In NOD mice, endogenous retroviruses including intracisternal type A particles (IAP) are expressed in the pancreatic beta cells. Furthermore, in these mice, insulin autoantibodies (IAA) cross-react with retroviral protein p73 (the IAP gag gene product), suggesting molecular mimicry between insulin and p73. We therefore investigated whether IAA and insulin antibodies (IA) associated with human IDDM cross-reacted with p73. Fifty IAA positive sera from 30 newly diagnosed IDDM before insulin therapy and 20 non-diabetic first degree relatives of IDDM and 27 IA positive sera from insulin treated IDDM, initially defined as IAA or IA positive by radioimmunoassay, were evaluated. Binding to insulin and to p73 of these sera were analysed by ELISA. Approximately 65% of sera which bound insulin by ELISA also bound p73. Only one sample negative for insulin binding was positive for p73 binding. Preabsorption with either insulin or p73 inhibited binding to both insulin and p73. However, preabsorption with mouse hemoglobin had no effect on their binding. Repeat measurement of binding to insulin and p73 in 10 non-diabetic first degree relatives of IDDM over an average of 16.6 months showed that each individual's reactivity to insulin and to p73 was relatively stable over time. Furthermore, in different individuals, binding to p73 and to insulin was closely correlated over time.
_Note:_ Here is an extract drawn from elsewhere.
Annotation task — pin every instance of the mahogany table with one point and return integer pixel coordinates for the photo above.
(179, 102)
In addition, 75 healthy teenagers (IAA negative by RIA) were used as normal controls in this study. p73 binding was found in only two (2.7%) of the 75 subjects. These results indicate that approximately 65% of ELISA (+) IAA and IA subjects have antibodies which recognize both insulin and p73, suggesting that IAA and IA from some subjects recognize an epitope shared between human insulin and the murine gag gene product. This raises the possibility that for some subjects who are IAA positive, the immunizing antigen may be antigenically similar to p73, rather than insulin, and that endogenous retroviruses may be involved in human IDDM.